German Chancellor Angela Merkel urges Vladimir Putin to protect gay rights
‘Torture is going on with electric shocks, beatings with cables,’ she told the BBC.
German Chancellor Angela Merkel on Tuesday said she had urged Russian President Vladimir Putin to ensure the protection of gay rights, particularly in Chechnya where dozens of people have allegedly been tortured and arrested in an anti-homosexual crackdown, BBC reported. Merkel discussed the matter with Putin at his summer residence in Sochi, during her first visit to the country since 2015.
“Torture is going on with electric shocks, beatings with cables.
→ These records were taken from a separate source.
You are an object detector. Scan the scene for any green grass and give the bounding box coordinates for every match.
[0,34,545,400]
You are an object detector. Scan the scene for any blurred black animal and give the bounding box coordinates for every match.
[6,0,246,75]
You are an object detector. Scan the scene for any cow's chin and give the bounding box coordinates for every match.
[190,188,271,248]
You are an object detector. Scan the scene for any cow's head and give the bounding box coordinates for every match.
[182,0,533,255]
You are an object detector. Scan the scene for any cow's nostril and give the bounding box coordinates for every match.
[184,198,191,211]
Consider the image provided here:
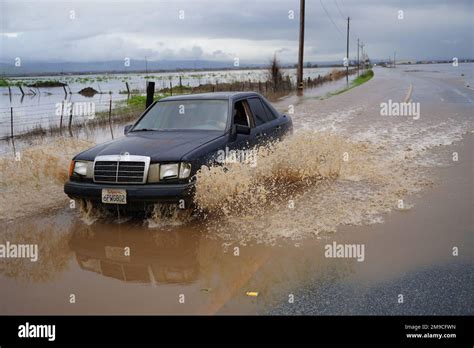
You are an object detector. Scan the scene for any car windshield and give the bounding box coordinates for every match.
[133,99,229,131]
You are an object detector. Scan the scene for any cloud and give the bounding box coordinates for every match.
[0,0,474,62]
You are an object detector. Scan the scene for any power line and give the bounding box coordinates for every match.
[334,0,357,45]
[319,0,344,37]
[334,0,346,20]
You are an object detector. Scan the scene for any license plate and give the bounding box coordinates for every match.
[102,189,127,204]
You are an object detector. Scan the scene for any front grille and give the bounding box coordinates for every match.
[94,156,149,184]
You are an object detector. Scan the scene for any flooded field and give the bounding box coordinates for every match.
[0,68,340,139]
[0,64,474,314]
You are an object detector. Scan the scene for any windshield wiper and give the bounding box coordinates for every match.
[132,128,156,132]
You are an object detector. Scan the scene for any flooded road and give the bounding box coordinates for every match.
[0,64,474,314]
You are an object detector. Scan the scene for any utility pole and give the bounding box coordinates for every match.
[357,39,360,77]
[296,0,305,93]
[346,17,351,83]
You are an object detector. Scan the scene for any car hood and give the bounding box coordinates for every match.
[76,131,223,161]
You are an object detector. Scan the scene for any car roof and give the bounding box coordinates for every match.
[160,92,260,101]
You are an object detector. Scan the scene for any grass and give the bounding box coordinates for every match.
[326,69,374,98]
[0,79,23,87]
[126,93,170,107]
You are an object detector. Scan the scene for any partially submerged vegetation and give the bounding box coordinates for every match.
[323,69,374,99]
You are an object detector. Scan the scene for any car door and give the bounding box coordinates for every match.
[261,98,292,139]
[247,96,276,144]
[228,98,255,149]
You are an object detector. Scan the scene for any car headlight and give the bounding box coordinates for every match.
[147,163,160,182]
[160,163,179,180]
[73,161,93,178]
[156,162,191,182]
[179,162,191,179]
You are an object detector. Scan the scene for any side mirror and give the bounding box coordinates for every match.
[234,124,250,135]
[123,124,133,134]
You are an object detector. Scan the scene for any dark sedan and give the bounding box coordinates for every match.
[64,92,292,209]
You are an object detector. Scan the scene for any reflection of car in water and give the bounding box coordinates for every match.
[69,225,199,284]
[64,92,292,210]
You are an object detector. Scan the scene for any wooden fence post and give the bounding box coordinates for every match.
[68,103,74,137]
[10,107,14,139]
[145,81,155,109]
[59,100,67,134]
[109,98,114,139]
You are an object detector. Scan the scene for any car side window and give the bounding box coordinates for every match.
[248,98,268,126]
[262,101,278,121]
[234,100,251,127]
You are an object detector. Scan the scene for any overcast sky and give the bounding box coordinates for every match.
[0,0,474,63]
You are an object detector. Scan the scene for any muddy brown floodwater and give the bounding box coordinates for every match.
[0,64,474,314]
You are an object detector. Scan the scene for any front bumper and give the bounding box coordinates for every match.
[64,181,194,206]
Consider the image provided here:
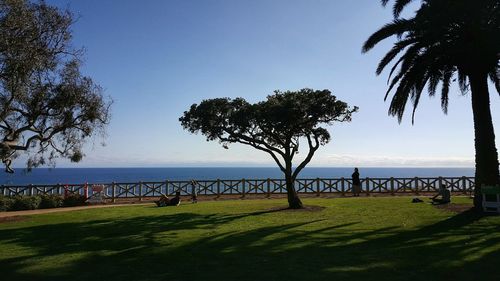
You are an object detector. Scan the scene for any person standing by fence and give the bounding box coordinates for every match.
[352,168,361,197]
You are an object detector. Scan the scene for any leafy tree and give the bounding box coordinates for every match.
[363,0,500,207]
[179,89,357,208]
[0,0,111,172]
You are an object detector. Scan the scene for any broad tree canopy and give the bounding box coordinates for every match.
[179,89,357,207]
[0,0,111,172]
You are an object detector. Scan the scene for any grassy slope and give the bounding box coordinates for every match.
[0,197,500,281]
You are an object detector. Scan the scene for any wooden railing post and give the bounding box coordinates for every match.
[267,178,271,198]
[413,177,420,195]
[316,178,321,197]
[361,177,370,196]
[390,177,394,195]
[241,178,245,198]
[111,182,116,203]
[217,179,220,198]
[340,177,345,195]
[139,181,142,201]
[462,176,467,194]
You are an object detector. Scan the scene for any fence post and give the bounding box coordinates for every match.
[241,178,245,198]
[111,182,116,203]
[316,178,321,197]
[83,183,88,200]
[340,177,345,196]
[139,181,142,201]
[414,177,420,195]
[462,176,467,195]
[217,179,220,198]
[361,177,370,196]
[267,178,271,198]
[391,177,394,196]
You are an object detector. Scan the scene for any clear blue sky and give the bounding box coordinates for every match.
[25,0,500,167]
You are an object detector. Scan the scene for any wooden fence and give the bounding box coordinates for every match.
[0,177,474,202]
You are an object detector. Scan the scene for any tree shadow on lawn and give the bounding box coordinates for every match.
[0,207,500,281]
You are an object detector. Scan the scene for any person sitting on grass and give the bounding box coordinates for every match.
[431,184,451,204]
[155,191,181,207]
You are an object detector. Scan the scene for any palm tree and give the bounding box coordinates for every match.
[363,0,500,207]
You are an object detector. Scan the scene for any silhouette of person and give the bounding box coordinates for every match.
[431,184,451,204]
[352,168,361,197]
[191,180,198,203]
[155,191,181,207]
[167,191,181,206]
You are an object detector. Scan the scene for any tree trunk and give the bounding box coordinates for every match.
[469,73,499,209]
[285,160,304,209]
[285,175,304,209]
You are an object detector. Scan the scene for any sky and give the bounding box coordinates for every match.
[16,0,500,167]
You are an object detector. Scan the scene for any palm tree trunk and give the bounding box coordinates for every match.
[469,73,499,209]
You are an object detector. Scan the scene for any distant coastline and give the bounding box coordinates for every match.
[0,167,474,185]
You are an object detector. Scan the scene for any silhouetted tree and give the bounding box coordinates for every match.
[0,0,111,172]
[179,89,357,209]
[363,0,500,207]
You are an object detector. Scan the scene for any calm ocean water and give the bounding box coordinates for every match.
[0,167,474,185]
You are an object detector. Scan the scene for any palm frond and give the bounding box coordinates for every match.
[376,38,415,74]
[362,19,413,53]
[392,0,413,18]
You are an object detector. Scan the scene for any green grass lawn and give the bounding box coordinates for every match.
[0,197,500,281]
All the people arrested are homosexual men or perceived as being gay,” she told the BBC, adding that three deaths have been reported. A Chechen government spokesman, Alvi Karimov, however denied the allegations. “You cannot detain and repress people who simply do not exist in the republic,” he said.
In March, Russian LGBT Network’s Natalia Popleskaya had alleged that there was an organised campaign to detain homosexual men in Chechnya. She said those targeted by the campaign were being held at a detention centre.
Homophobia is prevalent in the troubled region that is ruled by Putin loyalist Ramzan Kadyrov.
In March, a Russian lawmaker had said that Disney musical Beauty and the Beast propagated homosexuality and, hence, should be banned in the country. In 2013, the country declared it illegal to educate minors about homosexuality. Even though homosexuality was decriminalised in Russia in 1993, the Bill passed in 2013 described homosexuality as “non-traditional sexual relations”.
Ties between Germany and Russia have suffered over Moscow’s annexation of Crimea in Ukraine and its role in Syria.